The phrase suggests that only the assessment and discharge must occur on the same date - not the admission. So if, as in the example, a pediatrician didn't see a newborn until day two, on which day the physician examined and then discharged the baby, you could assign 99435.

Pediatric Coding Corner Says Yes and No

To resolve the discrepancy, maybe you looked up the code in Coding for Pediatrics. But you can also use this source to support either coding answer.

Once again, you'll find fuel for the birth-date argument if you look under "Subsequent Hospital Care Codes" in Coding for Pediatrics. The American Academy of Pediatrics (AAP) publication says to use a single code (99435) "when the neonate is "admitted and discharged on the same date."

You could interpret the statement to indicate that 99435 applies to day-one discharges only. Because the date-of-birth is always the admission date, these service dates will only coincide when the pediatrician admits and discharges the newborn on his birthday.

But if you read another 99435 entry in Coding for Pediatrics, you're back at square one. The "Coding Questions and Answers" section indicates you could use 99435 in the above case study. "If the newborn was initially examined and discharged on the same day, you should report 99435," states Coding for Pediatrics, page 350 (2002, 2003 versions). If the newborn was "not examined until the next day (and discharged on this day), you should still report 99435."

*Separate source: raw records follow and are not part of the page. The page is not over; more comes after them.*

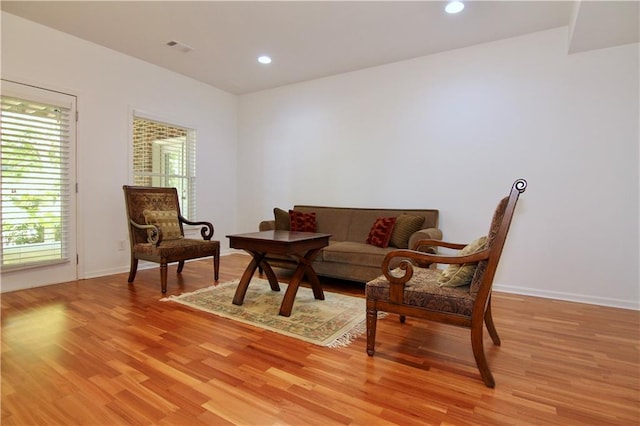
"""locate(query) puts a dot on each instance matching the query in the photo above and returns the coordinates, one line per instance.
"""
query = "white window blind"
(164, 156)
(35, 182)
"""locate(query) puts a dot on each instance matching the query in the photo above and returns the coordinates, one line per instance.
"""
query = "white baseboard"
(569, 297)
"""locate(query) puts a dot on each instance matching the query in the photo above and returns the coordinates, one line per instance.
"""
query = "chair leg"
(478, 354)
(133, 269)
(491, 328)
(216, 265)
(372, 319)
(163, 277)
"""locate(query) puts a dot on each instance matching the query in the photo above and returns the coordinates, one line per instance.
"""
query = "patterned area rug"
(333, 322)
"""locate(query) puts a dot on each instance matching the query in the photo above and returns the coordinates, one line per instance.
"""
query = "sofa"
(357, 247)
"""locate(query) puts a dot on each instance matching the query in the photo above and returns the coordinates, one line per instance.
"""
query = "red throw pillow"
(302, 222)
(380, 233)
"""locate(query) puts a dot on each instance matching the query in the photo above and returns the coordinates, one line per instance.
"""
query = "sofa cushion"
(380, 232)
(166, 221)
(330, 220)
(405, 226)
(354, 253)
(459, 275)
(283, 222)
(302, 222)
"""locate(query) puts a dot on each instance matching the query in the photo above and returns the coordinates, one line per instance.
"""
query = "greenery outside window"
(164, 156)
(35, 183)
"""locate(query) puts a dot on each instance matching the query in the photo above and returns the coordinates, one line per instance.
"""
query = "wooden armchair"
(430, 294)
(156, 231)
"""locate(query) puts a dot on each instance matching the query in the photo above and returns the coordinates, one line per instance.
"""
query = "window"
(164, 155)
(36, 182)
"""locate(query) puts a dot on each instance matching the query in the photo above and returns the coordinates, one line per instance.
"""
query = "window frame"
(191, 147)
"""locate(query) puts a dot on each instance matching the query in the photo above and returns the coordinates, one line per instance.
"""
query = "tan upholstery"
(348, 256)
(148, 241)
(409, 290)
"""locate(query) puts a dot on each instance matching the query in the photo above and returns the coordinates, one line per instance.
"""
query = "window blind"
(35, 183)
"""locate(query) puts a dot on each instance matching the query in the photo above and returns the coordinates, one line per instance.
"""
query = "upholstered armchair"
(459, 295)
(156, 232)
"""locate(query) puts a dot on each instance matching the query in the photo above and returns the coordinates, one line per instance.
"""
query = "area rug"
(333, 322)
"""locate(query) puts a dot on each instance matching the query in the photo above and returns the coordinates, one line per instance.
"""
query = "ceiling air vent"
(184, 48)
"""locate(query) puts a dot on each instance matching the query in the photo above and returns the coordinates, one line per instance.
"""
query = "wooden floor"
(102, 352)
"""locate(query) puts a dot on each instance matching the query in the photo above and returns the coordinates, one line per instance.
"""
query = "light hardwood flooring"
(103, 352)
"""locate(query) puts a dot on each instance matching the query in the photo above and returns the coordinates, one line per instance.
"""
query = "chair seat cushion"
(182, 249)
(422, 290)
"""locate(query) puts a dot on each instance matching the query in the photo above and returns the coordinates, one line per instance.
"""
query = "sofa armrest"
(424, 234)
(267, 225)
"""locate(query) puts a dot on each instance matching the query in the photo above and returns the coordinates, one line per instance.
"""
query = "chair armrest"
(207, 227)
(155, 236)
(406, 256)
(437, 243)
(267, 225)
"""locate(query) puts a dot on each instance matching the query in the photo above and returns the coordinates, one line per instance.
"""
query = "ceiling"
(314, 39)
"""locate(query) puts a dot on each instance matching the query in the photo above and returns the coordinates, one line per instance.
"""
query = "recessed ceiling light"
(454, 7)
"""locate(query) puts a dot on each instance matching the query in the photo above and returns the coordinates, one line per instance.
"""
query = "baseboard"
(569, 297)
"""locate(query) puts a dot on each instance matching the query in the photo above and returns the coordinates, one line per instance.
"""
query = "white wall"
(452, 131)
(108, 86)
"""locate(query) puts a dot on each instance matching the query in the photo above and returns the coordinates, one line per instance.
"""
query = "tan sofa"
(348, 256)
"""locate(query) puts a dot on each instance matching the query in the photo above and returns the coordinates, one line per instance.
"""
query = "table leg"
(304, 266)
(257, 258)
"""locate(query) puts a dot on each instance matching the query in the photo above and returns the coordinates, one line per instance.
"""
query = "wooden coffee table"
(304, 246)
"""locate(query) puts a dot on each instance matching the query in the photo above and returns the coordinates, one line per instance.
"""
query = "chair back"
(141, 198)
(483, 278)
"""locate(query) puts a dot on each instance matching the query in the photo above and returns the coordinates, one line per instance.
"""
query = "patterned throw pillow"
(302, 222)
(380, 232)
(166, 220)
(459, 275)
(406, 225)
(283, 223)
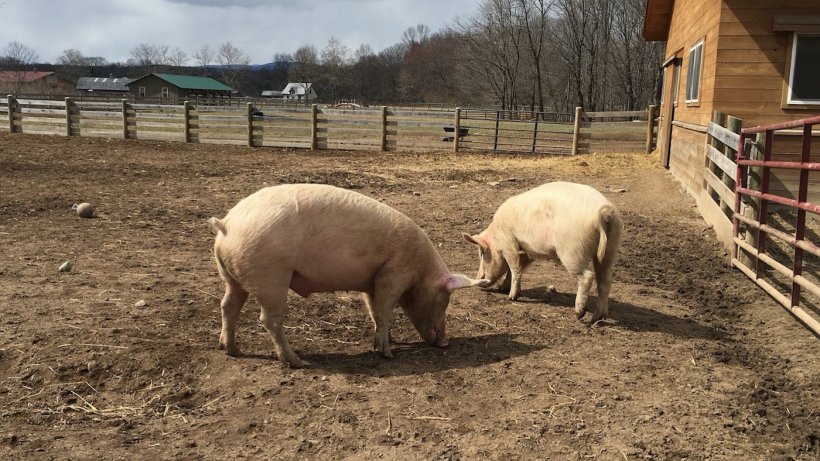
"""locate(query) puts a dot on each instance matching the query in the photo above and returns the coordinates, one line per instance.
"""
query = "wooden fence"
(354, 128)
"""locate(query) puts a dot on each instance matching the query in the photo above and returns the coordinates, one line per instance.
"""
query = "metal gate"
(751, 254)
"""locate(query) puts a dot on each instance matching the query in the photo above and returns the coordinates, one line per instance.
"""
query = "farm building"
(172, 86)
(33, 82)
(300, 92)
(103, 85)
(756, 61)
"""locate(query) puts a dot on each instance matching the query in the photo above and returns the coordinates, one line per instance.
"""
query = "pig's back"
(551, 213)
(326, 234)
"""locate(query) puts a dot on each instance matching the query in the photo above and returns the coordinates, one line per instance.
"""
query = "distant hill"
(265, 66)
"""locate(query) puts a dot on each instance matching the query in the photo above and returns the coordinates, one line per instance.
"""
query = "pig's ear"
(456, 281)
(474, 239)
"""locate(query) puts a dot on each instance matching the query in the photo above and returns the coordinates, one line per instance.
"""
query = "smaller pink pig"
(313, 238)
(572, 223)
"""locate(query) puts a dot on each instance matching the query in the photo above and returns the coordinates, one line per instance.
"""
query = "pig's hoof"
(596, 319)
(231, 349)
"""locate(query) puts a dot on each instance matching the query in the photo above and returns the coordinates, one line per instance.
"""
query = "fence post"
(384, 129)
(534, 133)
(68, 116)
(11, 103)
(250, 124)
(314, 113)
(124, 119)
(186, 110)
(495, 137)
(576, 131)
(720, 119)
(650, 128)
(752, 206)
(457, 129)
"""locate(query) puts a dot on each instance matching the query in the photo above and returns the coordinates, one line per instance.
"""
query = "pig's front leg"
(274, 301)
(517, 262)
(380, 306)
(231, 305)
(507, 283)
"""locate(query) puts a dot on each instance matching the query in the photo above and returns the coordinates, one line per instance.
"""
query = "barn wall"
(153, 87)
(752, 59)
(693, 20)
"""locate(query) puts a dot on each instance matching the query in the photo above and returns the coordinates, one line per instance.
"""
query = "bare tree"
(148, 56)
(416, 34)
(17, 56)
(493, 51)
(306, 64)
(233, 63)
(534, 16)
(204, 56)
(365, 63)
(177, 57)
(335, 56)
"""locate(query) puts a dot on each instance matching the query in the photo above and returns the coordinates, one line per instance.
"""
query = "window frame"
(695, 100)
(789, 81)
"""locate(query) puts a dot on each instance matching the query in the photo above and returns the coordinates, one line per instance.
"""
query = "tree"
(204, 56)
(177, 57)
(149, 57)
(233, 63)
(17, 56)
(493, 52)
(415, 35)
(334, 59)
(305, 64)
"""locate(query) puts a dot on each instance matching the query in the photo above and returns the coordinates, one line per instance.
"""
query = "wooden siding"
(752, 59)
(153, 88)
(692, 21)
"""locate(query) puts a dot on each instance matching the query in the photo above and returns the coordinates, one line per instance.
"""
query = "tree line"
(544, 55)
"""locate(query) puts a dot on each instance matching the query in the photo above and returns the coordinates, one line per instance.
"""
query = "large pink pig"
(572, 223)
(313, 238)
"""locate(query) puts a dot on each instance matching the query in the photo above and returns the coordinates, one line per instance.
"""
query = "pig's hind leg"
(232, 303)
(274, 301)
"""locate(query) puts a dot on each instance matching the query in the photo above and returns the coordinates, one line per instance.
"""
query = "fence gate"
(770, 225)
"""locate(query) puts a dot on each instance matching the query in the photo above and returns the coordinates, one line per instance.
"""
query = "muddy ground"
(118, 358)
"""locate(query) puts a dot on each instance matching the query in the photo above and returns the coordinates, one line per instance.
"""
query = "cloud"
(228, 3)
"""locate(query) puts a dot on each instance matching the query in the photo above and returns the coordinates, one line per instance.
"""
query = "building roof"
(298, 88)
(22, 76)
(657, 19)
(103, 84)
(188, 82)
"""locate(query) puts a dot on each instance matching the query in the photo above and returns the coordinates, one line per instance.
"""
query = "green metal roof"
(190, 82)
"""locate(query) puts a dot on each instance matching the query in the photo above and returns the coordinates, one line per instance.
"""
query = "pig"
(573, 223)
(313, 238)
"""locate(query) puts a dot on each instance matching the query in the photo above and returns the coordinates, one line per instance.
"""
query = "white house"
(299, 92)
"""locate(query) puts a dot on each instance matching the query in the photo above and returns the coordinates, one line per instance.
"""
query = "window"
(804, 87)
(693, 73)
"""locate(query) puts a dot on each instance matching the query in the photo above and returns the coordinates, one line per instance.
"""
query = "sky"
(260, 28)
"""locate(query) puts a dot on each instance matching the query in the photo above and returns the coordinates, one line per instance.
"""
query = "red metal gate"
(757, 251)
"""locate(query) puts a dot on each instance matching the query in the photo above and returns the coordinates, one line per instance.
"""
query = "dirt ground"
(118, 358)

That statement makes it clear that the AAP intends 99435 to apply to same-day exams and discharges, rather than same-day admits and discharges.

Day-One Restrictions Reduce Pay, Code Use

These four conflicting pieces of information, however, may leave you searching for a definitive answer.

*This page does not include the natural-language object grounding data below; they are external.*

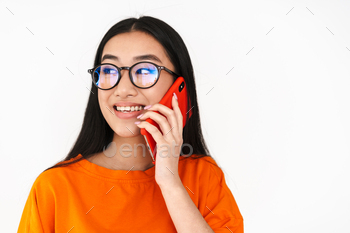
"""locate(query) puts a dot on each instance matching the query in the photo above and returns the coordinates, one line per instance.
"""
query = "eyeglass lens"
(142, 75)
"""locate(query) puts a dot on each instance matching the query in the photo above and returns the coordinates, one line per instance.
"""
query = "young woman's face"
(126, 47)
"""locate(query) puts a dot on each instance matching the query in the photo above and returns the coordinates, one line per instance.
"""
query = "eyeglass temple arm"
(170, 71)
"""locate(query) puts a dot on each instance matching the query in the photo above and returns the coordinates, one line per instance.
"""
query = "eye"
(144, 71)
(109, 71)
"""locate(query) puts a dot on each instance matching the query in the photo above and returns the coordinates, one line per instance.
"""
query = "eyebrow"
(137, 58)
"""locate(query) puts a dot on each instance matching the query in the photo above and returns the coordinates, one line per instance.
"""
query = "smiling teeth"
(129, 108)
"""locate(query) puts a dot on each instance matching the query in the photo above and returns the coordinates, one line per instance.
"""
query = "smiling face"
(125, 48)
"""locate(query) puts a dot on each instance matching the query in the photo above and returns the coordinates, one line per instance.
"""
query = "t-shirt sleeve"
(38, 213)
(222, 213)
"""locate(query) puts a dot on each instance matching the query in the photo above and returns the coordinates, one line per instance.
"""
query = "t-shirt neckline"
(122, 175)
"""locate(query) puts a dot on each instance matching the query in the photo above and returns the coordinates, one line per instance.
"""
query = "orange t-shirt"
(85, 197)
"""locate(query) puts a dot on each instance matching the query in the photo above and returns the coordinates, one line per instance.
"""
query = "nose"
(125, 86)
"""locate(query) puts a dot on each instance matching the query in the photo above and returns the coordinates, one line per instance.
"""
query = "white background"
(273, 84)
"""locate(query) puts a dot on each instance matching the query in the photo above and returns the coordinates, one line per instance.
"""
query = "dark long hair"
(96, 134)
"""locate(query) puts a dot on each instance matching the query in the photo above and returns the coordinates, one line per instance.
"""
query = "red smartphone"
(179, 87)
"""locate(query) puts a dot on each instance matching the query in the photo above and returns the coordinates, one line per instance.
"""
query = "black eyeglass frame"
(160, 68)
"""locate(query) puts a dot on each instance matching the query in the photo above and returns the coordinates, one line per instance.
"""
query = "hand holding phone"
(179, 88)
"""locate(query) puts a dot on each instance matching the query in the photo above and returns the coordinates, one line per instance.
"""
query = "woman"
(95, 189)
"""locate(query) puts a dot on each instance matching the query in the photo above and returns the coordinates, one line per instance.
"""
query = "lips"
(127, 115)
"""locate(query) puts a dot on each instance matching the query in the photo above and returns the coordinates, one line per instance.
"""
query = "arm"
(185, 215)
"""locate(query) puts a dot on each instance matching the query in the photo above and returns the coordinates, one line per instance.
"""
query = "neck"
(124, 153)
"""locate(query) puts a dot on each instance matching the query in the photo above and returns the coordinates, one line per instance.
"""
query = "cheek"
(157, 92)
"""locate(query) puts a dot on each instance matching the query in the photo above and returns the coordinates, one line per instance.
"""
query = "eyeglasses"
(142, 75)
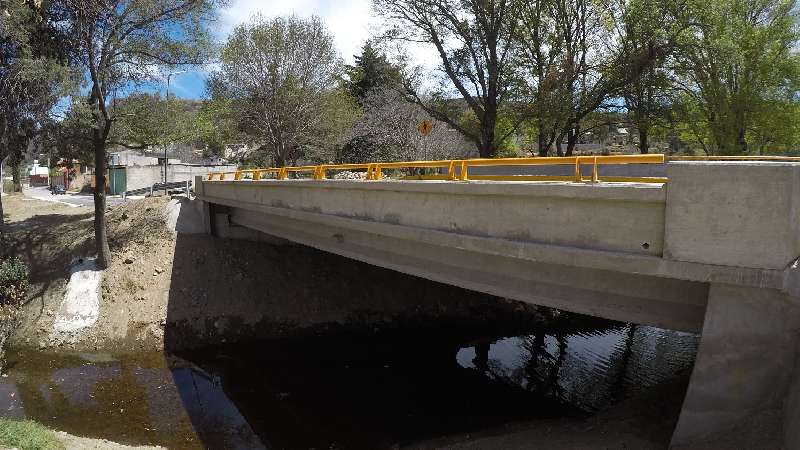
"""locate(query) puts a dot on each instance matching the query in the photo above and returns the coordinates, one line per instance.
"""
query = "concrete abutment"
(745, 366)
(712, 251)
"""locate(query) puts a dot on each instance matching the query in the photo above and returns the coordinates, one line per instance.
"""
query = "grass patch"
(27, 435)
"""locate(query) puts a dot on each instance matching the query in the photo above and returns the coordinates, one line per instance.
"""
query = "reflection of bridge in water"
(711, 247)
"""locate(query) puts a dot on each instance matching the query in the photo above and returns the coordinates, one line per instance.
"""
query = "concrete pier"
(714, 251)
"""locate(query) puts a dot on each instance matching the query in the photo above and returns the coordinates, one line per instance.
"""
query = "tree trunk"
(15, 177)
(741, 141)
(487, 149)
(100, 231)
(559, 151)
(572, 139)
(644, 145)
(543, 144)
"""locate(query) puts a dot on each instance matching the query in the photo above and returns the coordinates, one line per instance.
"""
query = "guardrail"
(176, 185)
(458, 170)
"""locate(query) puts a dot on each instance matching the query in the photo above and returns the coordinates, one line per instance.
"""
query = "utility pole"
(166, 160)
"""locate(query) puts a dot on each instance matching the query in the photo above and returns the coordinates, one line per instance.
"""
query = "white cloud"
(348, 20)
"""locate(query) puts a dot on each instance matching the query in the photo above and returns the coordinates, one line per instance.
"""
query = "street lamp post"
(166, 161)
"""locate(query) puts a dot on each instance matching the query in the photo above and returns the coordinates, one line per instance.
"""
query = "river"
(344, 390)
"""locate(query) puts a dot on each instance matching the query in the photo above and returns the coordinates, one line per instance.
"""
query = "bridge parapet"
(713, 248)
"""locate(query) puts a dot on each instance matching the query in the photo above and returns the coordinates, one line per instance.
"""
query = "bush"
(27, 435)
(13, 281)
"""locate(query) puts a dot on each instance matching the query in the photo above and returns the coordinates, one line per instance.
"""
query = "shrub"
(27, 435)
(13, 281)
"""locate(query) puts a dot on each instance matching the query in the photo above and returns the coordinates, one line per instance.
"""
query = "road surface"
(74, 200)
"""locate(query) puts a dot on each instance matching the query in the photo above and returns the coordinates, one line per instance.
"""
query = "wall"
(618, 170)
(735, 213)
(145, 176)
(601, 217)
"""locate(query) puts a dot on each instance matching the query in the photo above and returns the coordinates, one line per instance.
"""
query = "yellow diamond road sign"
(425, 127)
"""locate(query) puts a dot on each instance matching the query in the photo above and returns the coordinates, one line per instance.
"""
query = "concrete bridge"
(711, 249)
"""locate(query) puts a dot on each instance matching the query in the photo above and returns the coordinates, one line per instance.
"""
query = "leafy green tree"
(371, 71)
(279, 77)
(32, 75)
(475, 40)
(738, 60)
(117, 44)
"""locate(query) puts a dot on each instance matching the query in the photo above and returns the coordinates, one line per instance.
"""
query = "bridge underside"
(483, 264)
(714, 251)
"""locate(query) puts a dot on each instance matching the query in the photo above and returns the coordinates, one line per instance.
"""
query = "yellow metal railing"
(458, 170)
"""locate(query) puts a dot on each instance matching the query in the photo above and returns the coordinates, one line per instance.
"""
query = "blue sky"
(349, 21)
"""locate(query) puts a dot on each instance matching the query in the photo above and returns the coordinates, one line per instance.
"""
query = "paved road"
(74, 200)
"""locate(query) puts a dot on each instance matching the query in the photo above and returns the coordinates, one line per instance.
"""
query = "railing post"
(464, 176)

Coders have developed their own strategies for solving the admit/discharge date dilemma. "We've always played it conservatively," Minard says. The Children's Hospital at Boston has always reserved 99435 for a neonate whom a physician admits and discharge on the same date, with the admit date being the date-of-birth.

Reimbursement hang-up: Another coder, however, points out a potential payer problem that could arise from following the same-day exam and discharge interpretation. If you assume CPT restricts 99435 to admission day one, when you have a situation in which you examine and discharge a patient on day two, you will have to report two E/Ms (99431 and 99238-99239) on the same day, a combination that most insurers will deny, says Victoria S. Jackson, CEO of Southern Orange County Pediatric Association with 11 pediatric offices in California.

In fact, if you had to reserve 99435 for day one, you would hardly use the code. "Pediatricians rarely send a neonate home the day he's born," says Richard Tuck, MD, FAAP, a member of the AAP national committee on coding and nomenclature. "In addition, CPT's language, 'assessed and discharged ... on the same day,' supports performing those services on a day other than the hospital admission day."

Admission Refers to First Exam's Service Date

And indeed 99435 is appropriate on additional days. You should use the code anytime a pediatrician performs an "admit" and discharge on the same calendar day, says Linda Walsh, MAB, senior health policy analyst with the AAP Division of Health Care Finance and Practice. The problem, however, is that key term: admit.

Rethink "admit" definition: Patients and physicians interpret the admit day differently. A patient considers the admission day to be the day he enters the hospital. For a newborn, the admission day is the day he is born. But a physician counts the admit day as the day she first sees the infant in the hospital.

Which day should you use when determining if a physician performed a same-day admit and discharge? "Coding is always from the perspective of the reporting physician and not the patient," Walsh says. So you should use the day the pediatrician first sees the inpatient as the admission day. Then, if the physician also discharges the newborn on the same day, you should report 99435.

Scenario answer: In the case study, because the admit and discharge occur on the same calendar day, you should report 99435 for both pieces of work. Even though the patient is born on day one (patient's admit day), the pediatrician doesn't see the neonate to perform the exam until day two (coding admission day) on which day she also discharges the patient.